ROANOKE TIMES

                         Roanoke Times
                 Copyright (c) 1995, Landmark Communications, Inc.

DATE: WEDNESDAY, October 12, 1994                   TAG: 9411150052
SECTION: EDITORIAL                    PAGE: A-9   EDITION: METRO 
SOURCE: NEAL D. BARNARD
DATELINE:                                 LENGTH: Long


DIET IS THE BEST WEAPON IN THE WAR ON CANCER

IN THE 1960s, pessimism over losses in the Vietnam War led military leaders to ship more and more manpower and weapons to Southeast Asia in what turned out to be a painfully futile mission.

In 1971, President Nixon used the same strategy in the War on Cancer. White-coated generals invested in high-tech research and aimed to cut the cancer death rate in half by the year 2000.

Neither war went the way we had hoped.

After 15 years, the New England Journal of Medicine published dispiriting statistics, showing that the world's sharpest research minds, armed with billions of dollars in research funds, could not even hold their position on the battle lines. Cancer death rates kept climbing, about 1 percent every year. That 1986 report concluded that, instead of continuing to focus on high-tech cancer treatments, it was time to try to prevent cancer.

Preventing cancer does not mean mammograms, Pap smears and prostate exams. As helpful as they are, these methods only find existing cancers so treatment can begin. Preventing cancer means eliminating its causes. And a mountain of research gives us a pretty good idea what they are.

Thirty percent of cancers are caused by tobacco. These include lung cancer, of course, but also cancers of the mouth, esophagus and bladder. An even higher percentage is due to diet, according to National Cancer Institute estimates.

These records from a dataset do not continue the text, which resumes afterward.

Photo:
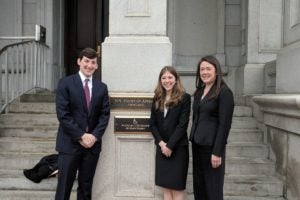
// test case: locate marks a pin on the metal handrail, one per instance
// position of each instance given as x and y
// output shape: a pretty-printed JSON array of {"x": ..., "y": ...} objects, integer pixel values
[{"x": 23, "y": 66}]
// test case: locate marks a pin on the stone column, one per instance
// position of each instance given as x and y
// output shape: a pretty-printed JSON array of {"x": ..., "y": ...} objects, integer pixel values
[
  {"x": 261, "y": 38},
  {"x": 288, "y": 59},
  {"x": 137, "y": 46},
  {"x": 132, "y": 57}
]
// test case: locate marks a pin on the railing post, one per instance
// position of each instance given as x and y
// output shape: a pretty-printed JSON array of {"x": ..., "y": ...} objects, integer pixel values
[{"x": 17, "y": 59}]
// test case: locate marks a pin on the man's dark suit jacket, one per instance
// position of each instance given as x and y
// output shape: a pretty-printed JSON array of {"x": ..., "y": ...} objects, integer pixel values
[
  {"x": 74, "y": 116},
  {"x": 172, "y": 128},
  {"x": 212, "y": 120}
]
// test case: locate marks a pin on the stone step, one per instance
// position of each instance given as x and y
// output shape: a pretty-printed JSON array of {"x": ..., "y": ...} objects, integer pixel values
[
  {"x": 245, "y": 166},
  {"x": 29, "y": 119},
  {"x": 245, "y": 135},
  {"x": 20, "y": 161},
  {"x": 27, "y": 131},
  {"x": 243, "y": 123},
  {"x": 40, "y": 107},
  {"x": 27, "y": 145},
  {"x": 242, "y": 111},
  {"x": 191, "y": 197},
  {"x": 51, "y": 119},
  {"x": 247, "y": 149},
  {"x": 247, "y": 186},
  {"x": 249, "y": 166},
  {"x": 38, "y": 97},
  {"x": 30, "y": 195},
  {"x": 46, "y": 145}
]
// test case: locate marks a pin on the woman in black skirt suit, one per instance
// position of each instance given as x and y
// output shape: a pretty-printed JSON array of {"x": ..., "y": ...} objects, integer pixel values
[
  {"x": 168, "y": 122},
  {"x": 212, "y": 115}
]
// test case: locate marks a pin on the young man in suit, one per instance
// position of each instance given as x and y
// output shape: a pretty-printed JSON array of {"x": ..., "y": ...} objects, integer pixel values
[{"x": 82, "y": 106}]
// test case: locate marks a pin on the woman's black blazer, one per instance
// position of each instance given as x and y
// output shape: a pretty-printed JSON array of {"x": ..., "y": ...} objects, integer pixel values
[
  {"x": 212, "y": 119},
  {"x": 172, "y": 129}
]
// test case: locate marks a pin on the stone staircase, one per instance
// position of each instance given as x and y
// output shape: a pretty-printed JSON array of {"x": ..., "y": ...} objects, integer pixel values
[
  {"x": 27, "y": 133},
  {"x": 250, "y": 175}
]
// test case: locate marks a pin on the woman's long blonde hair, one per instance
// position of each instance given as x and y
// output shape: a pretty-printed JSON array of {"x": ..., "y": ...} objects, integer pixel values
[{"x": 160, "y": 92}]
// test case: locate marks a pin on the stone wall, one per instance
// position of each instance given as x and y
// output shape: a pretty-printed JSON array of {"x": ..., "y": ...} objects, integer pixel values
[{"x": 279, "y": 115}]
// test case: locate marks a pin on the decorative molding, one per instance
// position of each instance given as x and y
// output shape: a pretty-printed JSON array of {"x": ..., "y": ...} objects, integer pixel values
[
  {"x": 138, "y": 8},
  {"x": 280, "y": 111},
  {"x": 294, "y": 13}
]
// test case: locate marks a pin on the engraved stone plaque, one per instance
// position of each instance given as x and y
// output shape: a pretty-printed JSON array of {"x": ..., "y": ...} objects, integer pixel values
[
  {"x": 132, "y": 124},
  {"x": 131, "y": 102}
]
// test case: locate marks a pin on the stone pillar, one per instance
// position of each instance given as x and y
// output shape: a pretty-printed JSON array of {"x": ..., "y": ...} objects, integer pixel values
[
  {"x": 288, "y": 59},
  {"x": 137, "y": 46},
  {"x": 132, "y": 57},
  {"x": 261, "y": 38}
]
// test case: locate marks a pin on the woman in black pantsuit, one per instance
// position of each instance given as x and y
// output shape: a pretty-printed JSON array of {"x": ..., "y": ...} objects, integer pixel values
[
  {"x": 168, "y": 123},
  {"x": 212, "y": 116}
]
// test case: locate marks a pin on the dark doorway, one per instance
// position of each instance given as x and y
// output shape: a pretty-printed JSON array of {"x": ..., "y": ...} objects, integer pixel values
[{"x": 86, "y": 25}]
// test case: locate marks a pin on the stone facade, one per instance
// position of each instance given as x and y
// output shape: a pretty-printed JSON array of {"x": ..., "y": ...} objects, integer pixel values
[{"x": 257, "y": 42}]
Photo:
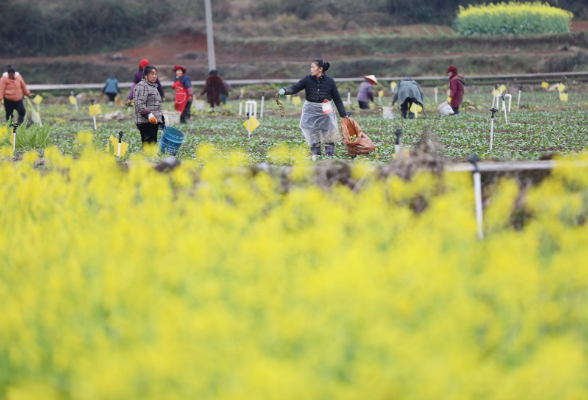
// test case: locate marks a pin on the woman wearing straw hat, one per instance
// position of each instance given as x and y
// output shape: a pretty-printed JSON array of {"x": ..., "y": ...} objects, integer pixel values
[
  {"x": 184, "y": 93},
  {"x": 366, "y": 93},
  {"x": 318, "y": 121}
]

Earlier this year, a report in the British Medical Journal showed that meat-eaters have a 70 percent higher risk of cancer, compared to vegetarians. We have long known that carcinogens form on the surface of meats as they are cooked. Animal fat, including that in poultry, encourages cancer of the intestinal tract. These same fats boost the levels of estrogen in women and testosterone in men, increasing the risk of cancers of the breast, ovary, uterus and prostate.

Breaking the meat habit both reduces cancer risk and increases survival when cancer is diagnosed. But these reports have not translated into significant changes in public policy. They have simply gathered dust in medical libraries.

And that's the problem. Confronting cancer, in many ways, means confronting ourselves. It is only in the last year or so that legislators have dared to talk tough to tobacco executives, and they are nowhere near doing the same with the livestock industry.

As a doctor, I have had to admit that the jar of lard my mother kept in the cupboard for frying eggs, the hamburgers I sold as a teen-ager working at a fast-food restaurant, and the fried chicken served at my hospital cafeteria had the power to easily defeat the cancer-treatment strategies I learned about in medical school.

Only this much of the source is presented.